PR is dead. Its business model, dominated on the consultancy side by bloated networks selling bureaucracy over transformation and generalists over deep expertise, is broken. Its philosophy – rooted in selling stuff to consumers, rather than addressing societal needs – is exhausted. A transparent world exposes the tired deceits of message management and spin.
- Robert Phillips former EMEA president and CEO of Edelman
It has been over a hundred years since Ivy Lee sent the very first press release to the New York Times on behalf of the Pennsylvania railroad on the heels of the 1906 Atlantic City train wreck. The entirety of those one hundred years the press release and public relations as a whole has been married to technology. From the typewriter to Twitter, public relations has evolved with and implemented technology that has been key to spreading information and shaping opinion; this evolution has resulted in advancements and challenges that the likes of Ivy Lee could never have imagined. It is that very technology however that is leading the public relations industry as we know it now to its imminent demise.

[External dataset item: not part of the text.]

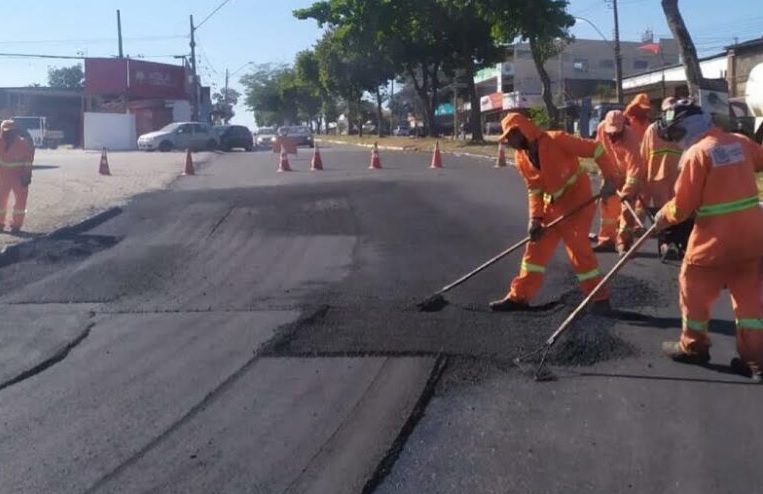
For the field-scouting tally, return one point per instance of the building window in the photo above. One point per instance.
(640, 64)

Even as recently as the mid-nineties the number of outlets a PR firm had to build relationships with and manage were limited largely to print and television news leaving the internet largely an afterthought. The opinion makers and thought leaders were fairly clustered and easy to address. The advent of the world wide web, and in turn blogging and social media would ultimately democratize information to the extent that the lack of usefulness of the PR industry would be exposed.
The greatest example of the technical evolution of public relations has to be it’s relationship with 21st century press. Public relations and the press have been joined at the hip for a century with PR firms relying on the press to disseminate information to as wide an audience as possible as the press uses PR firms as it’s own backend news stream providing stories that may not have reached public awareness.Over the last 25 years, thanks to the internet, social media and mobile communications identifying exactly who is the press has become complicated.

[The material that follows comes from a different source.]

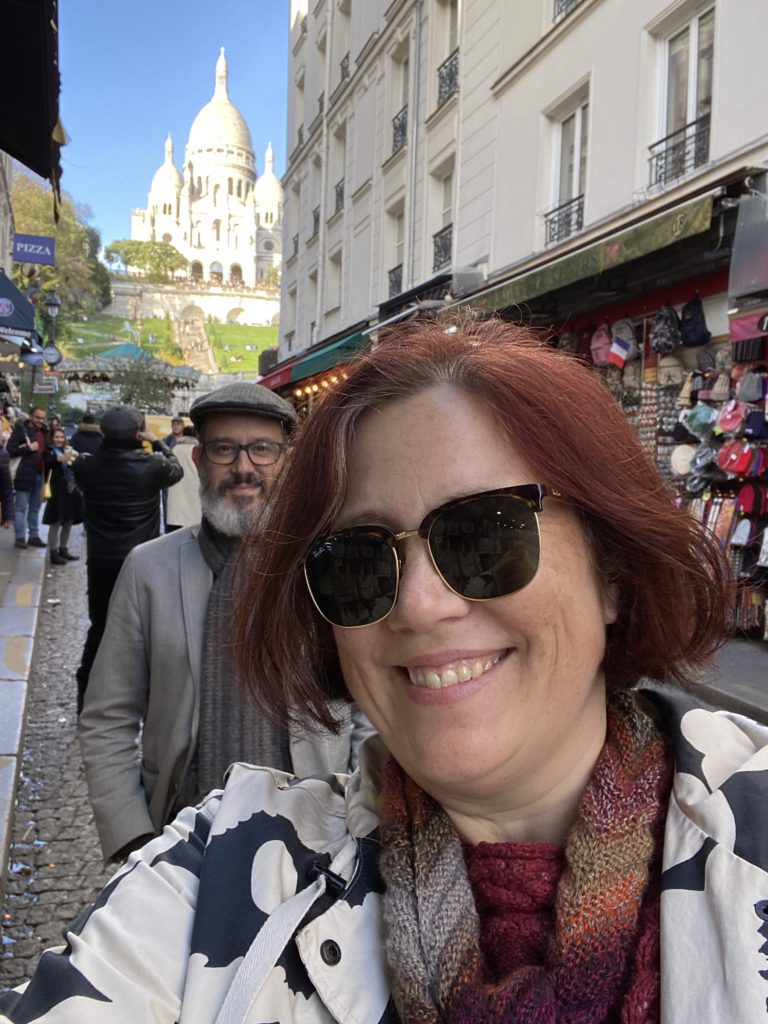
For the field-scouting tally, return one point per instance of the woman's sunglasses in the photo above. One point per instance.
(482, 546)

Most information industries like, public relations and newspapers and television, were born in a time when information was linear moving from event to medium to recipient. This model made it easy to “own” information and maintain captive audiences. Web 2.0 shifted that linear progression into a centric one where information hits multiple mediums simultaneously in real time. Instead of disseminated news is now diffused through social media, email, blogs and other platforms with the information’s authority being much more transitive. In short the middleman had gone from indispensable to irrelevant.
This new dynamic had a second effect that changed not just information industries but arguably society as a whole. The internet and social media have turned us all into microbrands. We are in a constant state of selling ourselves as we work to bolster our individual reputations which are now measured by followers, friends, likes, connections and subscribers. Our societal marketability has been quantified in a way that didn’t exist just 10 years ago. Whether it’s in search of employment, a mate or fifteen minutes of fame we are all in multiple forms maintaining our own public relations. We are a far more savvy public than the one that made public relations firms necessary or effective.
PR is only the latest in a line of industries to fall victim to disruption at the hands of technology. The brick and mortar foundation of retail has been under siege by ecommerce for over a decade thanks to the likes of Amazon and Zappos. Sites like Expedia and Travelocity have steadily eaten away at the traditional travel agent while eTrade puts the power of investing directly in the hands of the consumer. Any business not managing their own reputation and branding is simply failing to see the writing on the wall.